I am a white, middle class, middle aged male who went to public school and I am in trouble again.
University College London has carried out a survey among 16-year-olds at independent schools and found they have higher levels of self-esteem than their counterparts in the state sector, and they are much more likely to believe they can get a job through their family or social contacts.
Some might find this blindingly obvious, and say, that is why parents send their sons and daughters to public school, to gain an advantage over state pupils. The whole topic is back in the news. My colleague Louise Cooper has written movingly about being humiliated, as a working class female seeking a job, by those same male, middle aged public school types.
The figures have been dragged out again, the number of judges, senior members of the armed forces, newspaper columnists and other influential voices that enjoyed a private education. She mentions them. Plainly, they operate a closed shop designed to keep the oiks away from the plum jobs and the corridors of power.

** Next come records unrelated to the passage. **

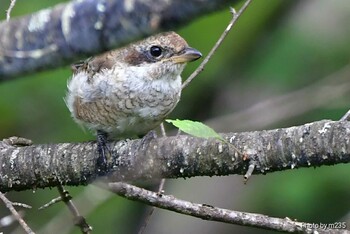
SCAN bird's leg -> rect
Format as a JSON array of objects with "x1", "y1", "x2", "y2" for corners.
[{"x1": 96, "y1": 130, "x2": 111, "y2": 175}]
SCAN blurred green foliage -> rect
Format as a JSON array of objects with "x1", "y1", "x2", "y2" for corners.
[{"x1": 0, "y1": 0, "x2": 349, "y2": 233}]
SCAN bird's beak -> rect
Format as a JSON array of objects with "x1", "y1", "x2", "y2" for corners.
[{"x1": 172, "y1": 47, "x2": 202, "y2": 64}]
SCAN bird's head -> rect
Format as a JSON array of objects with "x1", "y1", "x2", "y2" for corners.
[
  {"x1": 71, "y1": 32, "x2": 201, "y2": 83},
  {"x1": 120, "y1": 31, "x2": 202, "y2": 80}
]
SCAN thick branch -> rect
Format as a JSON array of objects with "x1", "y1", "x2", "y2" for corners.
[
  {"x1": 0, "y1": 120, "x2": 349, "y2": 192},
  {"x1": 0, "y1": 0, "x2": 234, "y2": 80}
]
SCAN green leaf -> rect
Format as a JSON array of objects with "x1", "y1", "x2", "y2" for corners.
[{"x1": 165, "y1": 119, "x2": 225, "y2": 142}]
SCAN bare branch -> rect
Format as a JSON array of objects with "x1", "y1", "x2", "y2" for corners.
[
  {"x1": 182, "y1": 0, "x2": 252, "y2": 89},
  {"x1": 340, "y1": 109, "x2": 350, "y2": 121},
  {"x1": 38, "y1": 196, "x2": 63, "y2": 210},
  {"x1": 0, "y1": 0, "x2": 236, "y2": 80},
  {"x1": 6, "y1": 0, "x2": 17, "y2": 22},
  {"x1": 138, "y1": 124, "x2": 168, "y2": 234},
  {"x1": 10, "y1": 202, "x2": 32, "y2": 209},
  {"x1": 38, "y1": 185, "x2": 112, "y2": 234},
  {"x1": 56, "y1": 185, "x2": 92, "y2": 234},
  {"x1": 137, "y1": 179, "x2": 166, "y2": 234},
  {"x1": 109, "y1": 182, "x2": 346, "y2": 233},
  {"x1": 0, "y1": 120, "x2": 349, "y2": 192},
  {"x1": 0, "y1": 192, "x2": 34, "y2": 234},
  {"x1": 38, "y1": 186, "x2": 92, "y2": 233}
]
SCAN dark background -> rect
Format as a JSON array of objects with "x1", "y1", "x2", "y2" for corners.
[{"x1": 0, "y1": 0, "x2": 349, "y2": 233}]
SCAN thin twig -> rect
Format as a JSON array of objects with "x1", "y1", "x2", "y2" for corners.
[
  {"x1": 2, "y1": 136, "x2": 33, "y2": 146},
  {"x1": 137, "y1": 179, "x2": 166, "y2": 234},
  {"x1": 181, "y1": 0, "x2": 251, "y2": 162},
  {"x1": 158, "y1": 125, "x2": 167, "y2": 196},
  {"x1": 38, "y1": 196, "x2": 63, "y2": 210},
  {"x1": 108, "y1": 182, "x2": 330, "y2": 233},
  {"x1": 6, "y1": 0, "x2": 17, "y2": 21},
  {"x1": 0, "y1": 191, "x2": 34, "y2": 234},
  {"x1": 138, "y1": 124, "x2": 168, "y2": 234},
  {"x1": 182, "y1": 0, "x2": 253, "y2": 89},
  {"x1": 11, "y1": 202, "x2": 32, "y2": 209},
  {"x1": 158, "y1": 124, "x2": 167, "y2": 195},
  {"x1": 243, "y1": 162, "x2": 255, "y2": 183},
  {"x1": 38, "y1": 184, "x2": 112, "y2": 234},
  {"x1": 56, "y1": 184, "x2": 92, "y2": 234},
  {"x1": 159, "y1": 122, "x2": 167, "y2": 137},
  {"x1": 340, "y1": 109, "x2": 350, "y2": 121}
]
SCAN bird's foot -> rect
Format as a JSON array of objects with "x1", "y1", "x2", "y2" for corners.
[
  {"x1": 96, "y1": 130, "x2": 112, "y2": 176},
  {"x1": 139, "y1": 130, "x2": 158, "y2": 150}
]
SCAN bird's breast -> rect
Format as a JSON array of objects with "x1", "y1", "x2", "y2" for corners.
[{"x1": 66, "y1": 70, "x2": 182, "y2": 136}]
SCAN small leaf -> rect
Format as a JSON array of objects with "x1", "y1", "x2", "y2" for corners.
[{"x1": 166, "y1": 119, "x2": 225, "y2": 142}]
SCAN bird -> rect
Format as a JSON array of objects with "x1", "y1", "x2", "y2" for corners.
[{"x1": 65, "y1": 31, "x2": 202, "y2": 174}]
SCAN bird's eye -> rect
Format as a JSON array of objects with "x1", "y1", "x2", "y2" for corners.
[{"x1": 149, "y1": 46, "x2": 163, "y2": 57}]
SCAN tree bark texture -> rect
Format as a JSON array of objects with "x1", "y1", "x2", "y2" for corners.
[{"x1": 0, "y1": 120, "x2": 349, "y2": 192}]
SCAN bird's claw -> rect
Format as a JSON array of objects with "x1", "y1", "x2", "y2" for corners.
[{"x1": 139, "y1": 130, "x2": 158, "y2": 150}]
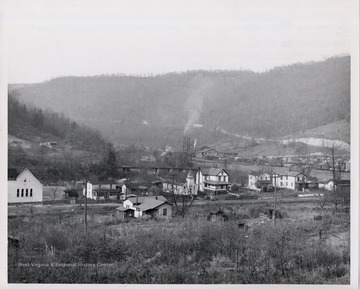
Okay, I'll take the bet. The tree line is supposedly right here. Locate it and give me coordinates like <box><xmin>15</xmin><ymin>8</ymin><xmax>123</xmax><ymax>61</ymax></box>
<box><xmin>8</xmin><ymin>91</ymin><xmax>119</xmax><ymax>182</ymax></box>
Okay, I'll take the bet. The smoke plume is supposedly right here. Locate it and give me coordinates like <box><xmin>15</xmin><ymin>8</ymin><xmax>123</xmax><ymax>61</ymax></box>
<box><xmin>183</xmin><ymin>75</ymin><xmax>213</xmax><ymax>135</ymax></box>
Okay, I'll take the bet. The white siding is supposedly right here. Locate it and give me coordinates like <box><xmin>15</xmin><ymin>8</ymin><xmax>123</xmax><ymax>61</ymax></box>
<box><xmin>8</xmin><ymin>169</ymin><xmax>43</xmax><ymax>203</ymax></box>
<box><xmin>82</xmin><ymin>182</ymin><xmax>94</xmax><ymax>199</ymax></box>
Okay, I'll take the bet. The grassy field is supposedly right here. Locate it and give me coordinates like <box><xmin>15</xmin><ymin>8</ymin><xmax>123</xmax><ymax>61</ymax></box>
<box><xmin>42</xmin><ymin>186</ymin><xmax>66</xmax><ymax>201</ymax></box>
<box><xmin>8</xmin><ymin>199</ymin><xmax>350</xmax><ymax>284</ymax></box>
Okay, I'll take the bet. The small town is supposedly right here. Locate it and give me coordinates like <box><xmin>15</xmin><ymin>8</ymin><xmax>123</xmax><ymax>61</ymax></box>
<box><xmin>7</xmin><ymin>135</ymin><xmax>351</xmax><ymax>284</ymax></box>
<box><xmin>4</xmin><ymin>0</ymin><xmax>356</xmax><ymax>286</ymax></box>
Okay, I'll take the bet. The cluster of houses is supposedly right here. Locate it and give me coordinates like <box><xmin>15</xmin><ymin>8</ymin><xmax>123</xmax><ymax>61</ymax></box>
<box><xmin>194</xmin><ymin>145</ymin><xmax>350</xmax><ymax>173</ymax></box>
<box><xmin>195</xmin><ymin>145</ymin><xmax>239</xmax><ymax>160</ymax></box>
<box><xmin>248</xmin><ymin>168</ymin><xmax>350</xmax><ymax>193</ymax></box>
<box><xmin>8</xmin><ymin>163</ymin><xmax>350</xmax><ymax>215</ymax></box>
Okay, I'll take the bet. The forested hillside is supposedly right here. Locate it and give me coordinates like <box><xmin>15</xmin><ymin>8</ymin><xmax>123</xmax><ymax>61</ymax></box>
<box><xmin>11</xmin><ymin>56</ymin><xmax>350</xmax><ymax>146</ymax></box>
<box><xmin>8</xmin><ymin>93</ymin><xmax>118</xmax><ymax>182</ymax></box>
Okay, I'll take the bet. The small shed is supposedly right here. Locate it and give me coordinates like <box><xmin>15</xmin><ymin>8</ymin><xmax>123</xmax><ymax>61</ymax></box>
<box><xmin>115</xmin><ymin>207</ymin><xmax>134</xmax><ymax>221</ymax></box>
<box><xmin>207</xmin><ymin>210</ymin><xmax>229</xmax><ymax>222</ymax></box>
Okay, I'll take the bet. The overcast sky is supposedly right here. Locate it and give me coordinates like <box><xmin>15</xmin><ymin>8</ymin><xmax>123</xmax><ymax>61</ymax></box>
<box><xmin>1</xmin><ymin>0</ymin><xmax>357</xmax><ymax>83</ymax></box>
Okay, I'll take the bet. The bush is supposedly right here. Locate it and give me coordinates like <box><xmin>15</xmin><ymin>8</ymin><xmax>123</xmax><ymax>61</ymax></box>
<box><xmin>8</xmin><ymin>210</ymin><xmax>350</xmax><ymax>284</ymax></box>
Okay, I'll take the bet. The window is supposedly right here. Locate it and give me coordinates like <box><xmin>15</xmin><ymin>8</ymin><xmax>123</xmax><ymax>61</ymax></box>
<box><xmin>286</xmin><ymin>176</ymin><xmax>288</xmax><ymax>180</ymax></box>
<box><xmin>26</xmin><ymin>189</ymin><xmax>28</xmax><ymax>197</ymax></box>
<box><xmin>21</xmin><ymin>189</ymin><xmax>24</xmax><ymax>197</ymax></box>
<box><xmin>291</xmin><ymin>183</ymin><xmax>293</xmax><ymax>187</ymax></box>
<box><xmin>280</xmin><ymin>176</ymin><xmax>283</xmax><ymax>180</ymax></box>
<box><xmin>17</xmin><ymin>189</ymin><xmax>19</xmax><ymax>197</ymax></box>
<box><xmin>30</xmin><ymin>189</ymin><xmax>33</xmax><ymax>197</ymax></box>
<box><xmin>286</xmin><ymin>182</ymin><xmax>288</xmax><ymax>186</ymax></box>
<box><xmin>163</xmin><ymin>208</ymin><xmax>167</xmax><ymax>216</ymax></box>
<box><xmin>280</xmin><ymin>182</ymin><xmax>283</xmax><ymax>186</ymax></box>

Might I suggest it is a little more complex than that?
Three points. One, those influential people are more likely to be from public schools because when they were being educated, decades ago, such schools offered a much better education than the state sector. My parents were from a working class background. They spent much of their money ensuring I got a better education than I would have at the comprehensive down the road, which was seriously awful.
It was awful because of the changes made to the education system, and the dumbing down of same, by politicians on the left who, the record shows, were themselves the product of a privileged education. Nothing like pulling the ladder up once you’ve got to the top, is there?
Second, I do not believe that those influential ex-public school types operate a deliberate exclusion policy today. We, and I am one of them even if I do not make such decisions, do not sit around in sniggering cabals saying, no, not that one, too common. Not that one, wrong skin colour. Not that one, a woman. Blimey, this one’s a woman, black and common. No chance.
They may once have done just that. The sort of posh bank where Louise Cooper was humiliated during her job interview (which you can read about here http://www.telegraph.co.uk/women/womens-business/11984171/The-class-ceiling-is-worse-than-the-glass-ceiling-ever-was.html ) probably doesn’t exist any more, though. The City, the media and I suspect the law are much more meritocratic than they were. In the media, as I know, a degree of diversity is actually useful, allowing you to connect with a wider readership.
Third, all this is self-correcting in time. This may come as no comfort to those who think they are now suffering the stigma of a state education, but the independent sector, as a provider of the elite of the future, is withering. Fees are so high that it is no longer affordable for the sort of middle class parents who once sent their offspring there.
I could never afford to send my kids to my old school, and nor could my parents if they were bringing me up now. The headmaster of my school admitted recently that his job was mainly educating the offspring of oligarchs. The public school system looks increasingly like another source of UK invisible earnings.
Instead, the middle classes are having to use the state sector, and are demanding better standards, which can only lead to an improvement all around. And indeed, standards do seem to be improving at many state schools, though whether this is cause and effect it is probably too soon to tell.
Sancte et Sapienter, as my old school used to say. With holiness and wisdom.